The article was followed by an editorial note, in which it was spelled out that in order to establish a Stuttgart branch of the "Women's Education and Study Association" it would be necessary to find at least 25 members. The note also informed readers, helpfully, that Mrs. Schwend-Üxküll would be available to provide further information for an hour each day between 14.00 and 15.00 at Alleenstraße 29.

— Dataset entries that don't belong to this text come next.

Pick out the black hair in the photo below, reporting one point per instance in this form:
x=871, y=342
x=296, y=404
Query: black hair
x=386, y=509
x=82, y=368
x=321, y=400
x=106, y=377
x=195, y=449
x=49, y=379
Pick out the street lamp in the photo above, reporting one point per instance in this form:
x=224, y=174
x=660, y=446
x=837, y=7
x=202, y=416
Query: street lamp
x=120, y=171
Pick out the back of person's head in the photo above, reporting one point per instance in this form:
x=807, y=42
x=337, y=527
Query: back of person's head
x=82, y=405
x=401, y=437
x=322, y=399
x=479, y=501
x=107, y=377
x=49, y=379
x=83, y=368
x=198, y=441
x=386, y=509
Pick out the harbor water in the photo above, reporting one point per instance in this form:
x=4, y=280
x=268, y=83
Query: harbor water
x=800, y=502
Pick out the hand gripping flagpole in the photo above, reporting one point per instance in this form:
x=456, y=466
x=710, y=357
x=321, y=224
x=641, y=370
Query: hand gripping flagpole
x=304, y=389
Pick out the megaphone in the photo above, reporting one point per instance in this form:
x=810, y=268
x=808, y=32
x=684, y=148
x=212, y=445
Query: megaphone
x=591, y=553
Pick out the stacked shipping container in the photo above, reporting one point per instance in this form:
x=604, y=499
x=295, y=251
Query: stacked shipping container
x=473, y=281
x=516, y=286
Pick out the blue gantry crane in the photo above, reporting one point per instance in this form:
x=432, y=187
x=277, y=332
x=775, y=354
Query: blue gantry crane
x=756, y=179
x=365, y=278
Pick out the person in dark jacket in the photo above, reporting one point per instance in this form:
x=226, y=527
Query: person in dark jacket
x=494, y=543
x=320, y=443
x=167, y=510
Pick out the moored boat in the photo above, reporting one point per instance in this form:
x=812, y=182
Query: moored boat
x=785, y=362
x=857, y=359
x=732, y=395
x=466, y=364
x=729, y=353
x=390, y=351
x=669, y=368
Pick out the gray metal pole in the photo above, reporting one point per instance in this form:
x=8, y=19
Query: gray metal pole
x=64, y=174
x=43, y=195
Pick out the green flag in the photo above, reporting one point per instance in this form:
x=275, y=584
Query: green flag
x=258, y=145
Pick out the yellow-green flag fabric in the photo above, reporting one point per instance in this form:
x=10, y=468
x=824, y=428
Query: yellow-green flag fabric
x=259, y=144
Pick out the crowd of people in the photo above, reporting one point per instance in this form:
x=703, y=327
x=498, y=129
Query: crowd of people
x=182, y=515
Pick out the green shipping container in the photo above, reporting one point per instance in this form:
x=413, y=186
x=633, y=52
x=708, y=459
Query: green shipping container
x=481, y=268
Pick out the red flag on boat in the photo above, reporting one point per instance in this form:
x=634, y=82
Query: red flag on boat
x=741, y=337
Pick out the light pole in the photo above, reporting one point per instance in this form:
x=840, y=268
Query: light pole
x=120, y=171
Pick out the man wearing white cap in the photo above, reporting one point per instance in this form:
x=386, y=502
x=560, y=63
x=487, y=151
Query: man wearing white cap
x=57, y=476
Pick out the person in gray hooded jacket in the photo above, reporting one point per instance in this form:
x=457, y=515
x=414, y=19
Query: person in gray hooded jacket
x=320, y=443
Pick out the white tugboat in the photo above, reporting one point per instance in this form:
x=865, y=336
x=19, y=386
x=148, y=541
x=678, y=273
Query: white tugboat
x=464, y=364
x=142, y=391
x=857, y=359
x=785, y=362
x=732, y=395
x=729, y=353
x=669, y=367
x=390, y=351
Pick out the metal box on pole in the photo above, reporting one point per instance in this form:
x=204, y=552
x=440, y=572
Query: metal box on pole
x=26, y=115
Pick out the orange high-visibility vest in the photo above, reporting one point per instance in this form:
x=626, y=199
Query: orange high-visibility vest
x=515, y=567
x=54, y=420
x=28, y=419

On 14 November 1900 the time came for the founding meeting of the Stuttgart branch of the "Women's Education and Study Association" ("Verein Frauenbildung–Frauenstudium"). Initially there were between 80 and 100 members. Gertrud Schwend-Üxküll was at once elected to chair the Stuttgart association which, as she had foreseen, provided valuable support for the "Mädchengymnasium". For instance backed the first girls who had successfully completed the school final exams in their successful application for admission to the hitherto "men only" University of Tübingen. In the announcement of the establishment of the association journal, "Der Frauenberuf", which appeared on 17 November 1900, Gertrud Schwend-Üxküll summarized the association's objectives:
   "The task [of the Stuttgart branch] should be to unite educated men and women in order to give good advice on how the educational opportunities available to women can be aligned with the many disparate requirements that modern life places on them."

===Death===
Two months after that inaugural meeting, on 15 January 1901, Gertrud Schwend-Üxküll died. Her death was the result of complications associated with her long-standing coronary illness. Those who mourned her early death also found much to celebrate in the achievements of her short life.